Firstly, OneFS reports the status of ICAP servers connected to isi_avscan_d, and this can be dumped to a logfile and viewed using the following command:


# kill -USR2 `ps -auxw | grep -i avscan | grep -v grep | awk '{print $2}'`


All of the isi_avscan_d daemon’s state information is logged to the file /var/log/isi_avscan_d.log. The following CLI command can be used to parse the ICAP server status from this file. For example:


# cat /var/log/isi_avscan_d.log | grep “too_busy”

2020-01-08T23:15:22Z <3.6> tme-sandbox-3 isi_avscan_d[71792]: [0x80070ba00]    too_busy: true


If the ‘too_busy’ field is set to ‘true’, as above, this typically indicates that an ICAP server is overloaded, suggesting that there are insufficient ICAP servers for the workload. In this case, the recommendation is to add more ICAP servers until the too_busy state is reported as ‘false’ for all ICAP servers. Conversely, be aware that having an ICAP server to cluster node ratio that is too high can also lead to performance issues. This becomes more apparent on large clusters with a high rate of change.

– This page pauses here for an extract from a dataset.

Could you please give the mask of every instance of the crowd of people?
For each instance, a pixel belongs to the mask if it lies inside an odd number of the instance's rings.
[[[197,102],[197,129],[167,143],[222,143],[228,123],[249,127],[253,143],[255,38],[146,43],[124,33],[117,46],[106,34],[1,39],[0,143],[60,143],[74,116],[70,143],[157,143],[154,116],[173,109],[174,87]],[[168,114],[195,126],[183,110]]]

Secondly, the ‘failed to scan’ ratio can be calculated from the ‘failed’ and ‘scanned’ stats available via the following sysctl command:


# sysctl efs.bam.av.stats | egrep -i 'failed|scanned'


The formula for determining the ‘failed to scan’ ratio is:


(‘Failed’ number / ‘Scanned’ number) x 100 = Failed to scan %


If this percentage is much above zero, consider adding additional ICAP servers, or increasing bandwidth to existing servers if they’re network-bound.